Trubus.id–Guru besar Fakultas Pertanian, IPB University Prof. Dr. Suryo Wiyono menciptakan teknologi mikroba intensif untuk budi daya cabai. Hasilnya produktivitas meningkat 27% dan biaya produksi menurun 15%.
Suryo menuturkan mikroba intensif untuk budi daya cabai adalah teknologi produksi cabai terutama untuk pengendalian hama dan penyakit. Dalam teknologi itu Suryo menggunakan enam mikroba dengan waktu dan teknik aplikasi yang berbeda, artinya tidak dicampur.
Mikroba itu terdiri dari Trichoderma harzianum, Pseudomonas fluorescens, dan Bacillus polymixa – PGPR, Lecanicillium lecanii, Cercospora nicotinae H5, dan Rhodotorula minuta.
“Cabai tanaman yang paling banyak hama dan penyakitnya sekitar 20 hama dan penyakit. Selain itu, terdapat penggunaan pestisida yang tinggi. Misalnya pada cabai keriting bisa 3 hari sekali atau 20–30 kali oer musim. Komponen biaya produksi bisa sampai 15%,” ujar Suryo.
Maka ia dan tim meramu suatu teknologi pengendalian berbagai hama dan penyakit dengan berbagai mikroba intensif itu. Keunggulan lain tanpa menggunakan pestisida sama sekali. Selain itu, memiliki keefektifan lebih tinggi dibanding cara konvensional.
“Misalnya mengurangi busuk batang 50% dan penyakit virus terkendali 30–50%. Selain itu, produktivitas meningkat 27%. Adapun biaya produksi menurun 15%,” ujar Suryo.
Pengujian penggunaan mikroba intensif budi daya cabai itu di enam lokasi pada 2023 yakni Gowa, Kediri, Bantul, Tegal, Garut, dan Pandeglang. “Teknologi ramah lingkungan, murah, dan teruji di enam lokasi,” kata Suryo pada wawancara IPB TV.
Aplikasi
Pengaplikasi mikroba intensif pada budi daya cabai itu terdiri dari 3 kelompok.

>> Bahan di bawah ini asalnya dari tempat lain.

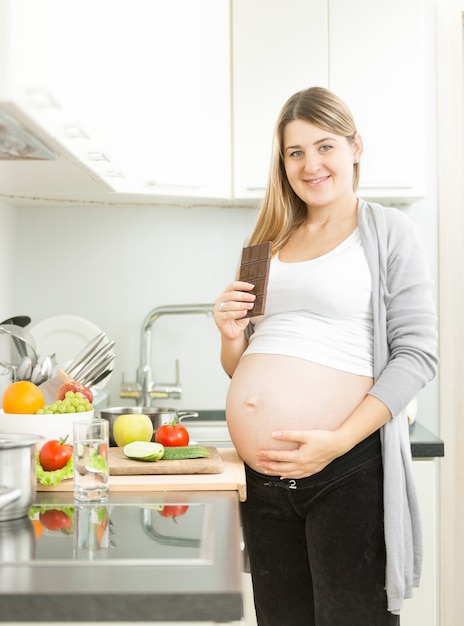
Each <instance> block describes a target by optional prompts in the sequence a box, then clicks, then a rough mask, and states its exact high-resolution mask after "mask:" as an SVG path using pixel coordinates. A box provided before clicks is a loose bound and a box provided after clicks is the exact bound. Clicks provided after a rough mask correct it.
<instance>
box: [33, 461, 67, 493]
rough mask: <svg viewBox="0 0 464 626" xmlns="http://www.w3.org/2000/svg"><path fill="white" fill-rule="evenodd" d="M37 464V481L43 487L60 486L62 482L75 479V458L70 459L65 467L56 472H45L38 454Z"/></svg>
mask: <svg viewBox="0 0 464 626" xmlns="http://www.w3.org/2000/svg"><path fill="white" fill-rule="evenodd" d="M35 462H36V463H35V473H36V476H37V480H38V481H39V483H40V484H41V485H44V486H49V485H59V484H60V482H61V481H62V480H66V479H67V478H72V477H73V474H74V469H73V457H71V458H70V459H69V461H68V462H67V463H66V465H65V466H64V467H62V468H61V469H59V470H55V471H54V472H47V471H46V470H44V468H43V467H42V466H41V465H40V461H39V455H38V454H36V457H35Z"/></svg>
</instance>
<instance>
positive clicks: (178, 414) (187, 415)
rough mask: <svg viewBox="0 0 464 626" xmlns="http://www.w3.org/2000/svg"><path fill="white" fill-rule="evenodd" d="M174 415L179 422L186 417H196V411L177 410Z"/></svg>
mask: <svg viewBox="0 0 464 626" xmlns="http://www.w3.org/2000/svg"><path fill="white" fill-rule="evenodd" d="M176 415H177V419H178V420H179V423H180V421H181V420H183V419H185V418H186V417H198V413H197V412H196V411H177V413H176Z"/></svg>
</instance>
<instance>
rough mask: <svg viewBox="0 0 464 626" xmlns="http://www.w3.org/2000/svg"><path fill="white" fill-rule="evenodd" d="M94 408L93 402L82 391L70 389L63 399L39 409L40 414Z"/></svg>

Pertama pada perlakuan benih dan media tanam dengan menggunakan Trichoderma strain khusus. Perlakukan lain pada benih dengan dua bakteri, sehingga untuk persemaian.
Kelompok kedua yakni bakteri tadi dan Trichoderma diaplikasikan ke lubang tanam cabai di lahan. Ketiga penyemprotan tanaman cabai secara reguler sepekan sekali. Suryo menuturkan sasaran akhir teknologi ini yakni petani dan sasaran antara yakni pemegang kebijakan.
“Kami bekerja sama dengan Direktorat Perlindungan Ditjen Hortikultura Kementerian Pertanian (Kementan) untuk mendorong menyebarluaskan teknologi ini ke seluruh petani cabai di Indonesia,” ujarnya.
Ia berharap teknologi ini dapat meningkatkan produktivitas cabai, menurunkan biaya produksi, dan menurunkan penggunaan pestisida. Suryo menuturkan untuk keberlanjutan perlu dukungan dari pemegang kebijakan khusunya pemerintah yakni Ditjen Hortikultura, pemerintah daerah, dan petani cabai.